People of Northwest Public Radio
Sun September 9, 2012
Anticipation Builds For Football Matches
Originally published on Sun September 9, 2012 10:43 am
LINDA WERTHEIMER, HOST:
This is WEEKEND EDITION from NPR News. I'm Linda Wertheimer. And it is time for sports.
(SOUNDBITE OF SONG)
WINONA CARR: (Singing) Life is a ballgame, being played each day...
WERTHEIMER: It is the first Sunday of the NFL season. NPR's Mike Pesca is back with us this week for a look at today's action on the gridiron. Mike, welcome.
MIKE PESCA, BYLINE: Hi.
WERTHEIMER: The regular season underway. We've got 13 games on tap, including two former playoff teams head-to-head - the Green Bay Packers and the San Francisco 49ers. Which matchups will you be paying attention to?

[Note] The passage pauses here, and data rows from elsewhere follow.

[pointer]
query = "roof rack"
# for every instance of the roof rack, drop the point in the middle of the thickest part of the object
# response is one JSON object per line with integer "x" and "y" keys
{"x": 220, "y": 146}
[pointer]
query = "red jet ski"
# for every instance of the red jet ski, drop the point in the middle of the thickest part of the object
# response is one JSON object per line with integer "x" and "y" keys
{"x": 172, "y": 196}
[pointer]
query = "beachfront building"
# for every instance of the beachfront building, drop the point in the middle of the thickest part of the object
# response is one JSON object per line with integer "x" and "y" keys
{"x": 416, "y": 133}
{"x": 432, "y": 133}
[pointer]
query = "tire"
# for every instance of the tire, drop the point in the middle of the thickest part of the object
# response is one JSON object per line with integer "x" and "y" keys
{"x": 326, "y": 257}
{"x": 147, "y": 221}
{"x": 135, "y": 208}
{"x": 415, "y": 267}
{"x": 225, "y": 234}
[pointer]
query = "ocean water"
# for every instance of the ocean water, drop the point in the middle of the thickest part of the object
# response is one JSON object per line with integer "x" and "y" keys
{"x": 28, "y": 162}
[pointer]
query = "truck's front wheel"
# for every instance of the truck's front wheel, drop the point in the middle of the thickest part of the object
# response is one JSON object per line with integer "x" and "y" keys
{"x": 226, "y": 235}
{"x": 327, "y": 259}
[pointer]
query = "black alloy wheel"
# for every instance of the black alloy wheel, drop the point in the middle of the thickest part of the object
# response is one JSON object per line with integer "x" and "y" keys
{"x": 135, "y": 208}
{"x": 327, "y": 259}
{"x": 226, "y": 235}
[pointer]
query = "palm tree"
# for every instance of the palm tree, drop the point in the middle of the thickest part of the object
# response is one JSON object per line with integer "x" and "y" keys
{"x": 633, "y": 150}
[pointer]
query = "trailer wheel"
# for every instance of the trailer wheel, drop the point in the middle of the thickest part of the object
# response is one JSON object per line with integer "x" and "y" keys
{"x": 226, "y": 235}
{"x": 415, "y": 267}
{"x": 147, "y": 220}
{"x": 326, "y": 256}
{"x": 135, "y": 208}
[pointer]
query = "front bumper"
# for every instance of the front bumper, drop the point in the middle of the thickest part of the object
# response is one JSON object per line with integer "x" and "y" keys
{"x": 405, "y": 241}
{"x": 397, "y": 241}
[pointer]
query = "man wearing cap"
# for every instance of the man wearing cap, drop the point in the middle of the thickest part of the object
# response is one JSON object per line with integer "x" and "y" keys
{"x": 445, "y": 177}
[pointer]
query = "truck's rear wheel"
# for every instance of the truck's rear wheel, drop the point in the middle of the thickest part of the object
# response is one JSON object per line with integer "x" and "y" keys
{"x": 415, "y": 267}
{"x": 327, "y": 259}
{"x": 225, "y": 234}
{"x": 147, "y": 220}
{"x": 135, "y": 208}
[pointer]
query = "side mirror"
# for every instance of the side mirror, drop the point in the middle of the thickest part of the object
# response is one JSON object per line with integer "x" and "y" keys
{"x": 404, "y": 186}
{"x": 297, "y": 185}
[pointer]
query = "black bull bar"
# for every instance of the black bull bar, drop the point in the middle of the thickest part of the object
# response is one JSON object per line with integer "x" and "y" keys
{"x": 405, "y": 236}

PESCA: Well, that will be an interesting one, because I, for one, am not a huge believer in San Francisco, which is, I think, exactly how San Francisco likes it. But if you look at their accomplishments last year, where they had best record in the NFC. Lot of close games. And in general, if you sneak out wins in close games, what the layman thinks is it shows you're tough and you can win the close ones. What I think statistics show is that you get in too many close games. And a lot of single plays here and there could turn the other way. But the one I'm really interested in - and I think most fans are - is the return of Peyton Manning. Missed all of last year. He might not be the best quarterback, because now we're in an era where quarterbacks throw for, you know, 48,000 yards or whatever, but I think he's the most compelling quarterback; the way he directs a game, the way he goes to the line and shouts out seemingly nonsense words, like chocolate, Zulu, Sunday, pizza. What? What does this mean?
PESCA: He's telling people where to go and he's got that back. In the preseason games, he seems to have that mojo back. And the line and his receivers there in Denver are responding to the chocolate, soul train, pizza mantra.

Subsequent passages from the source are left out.